Most of the duodenal diverticula are diagnosed incidentally and asymptomatic, 12% to 27 % at endoscopy. Only 5% to 10% of patients with duodenal diverticula suffer from clinical symptoms. Furthermore, less than 1% of patients require treatment for various complications such as perforation, hemorrhage, and biliary/pancreatic/gastrointestinal obstruction. Various treatments and operations are considered for the rare complications of diverticulum, based on the symptoms or operative field findings.
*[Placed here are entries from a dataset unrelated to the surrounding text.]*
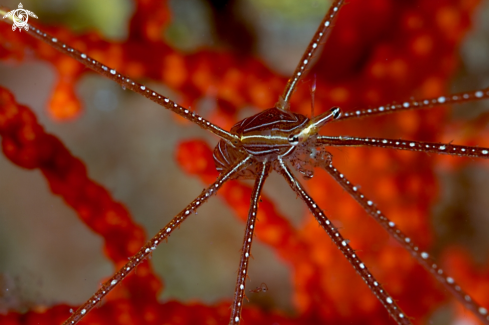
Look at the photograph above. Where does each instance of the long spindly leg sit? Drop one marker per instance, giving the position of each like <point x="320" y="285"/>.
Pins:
<point x="239" y="291"/>
<point x="418" y="104"/>
<point x="127" y="83"/>
<point x="422" y="257"/>
<point x="392" y="308"/>
<point x="317" y="40"/>
<point x="430" y="147"/>
<point x="151" y="245"/>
Ho Jeong and his colleague from Korea presented a case of duodenal obstruction after successful selective transcatheter arterial embolization (TAE) for a duodenal diverticular hemorrhage. Their study will be published on August 14, 2009 in the World Journal of Gastroenterology.
In general, angiography and endoscopy are the most useful modalities for diagnosing and managing gastrointestinal bleeding. However, duodenal diverticular hemorrhage complicated by duodenal obstruction can happen after transcatheter arterial embolization by ischemic damage to the duodenum or fibrotic encasement of the duodenum. Complications of peridiverticular and retroperitoneal fibrosis around the resolving hematoma could happen after successful TAE; therefore, the resolving hematoma should be thoroughly observed. Conservative treatment should be considered before surgery to relieve the duodenal obstruction resulting from duodenal fibrotic encasement after duodenal diverticular hemorrhage. However, if surgery is necessary, gastrointestinal diversion should be done instead of complete resection in cases with severe inflammation or tissue friability.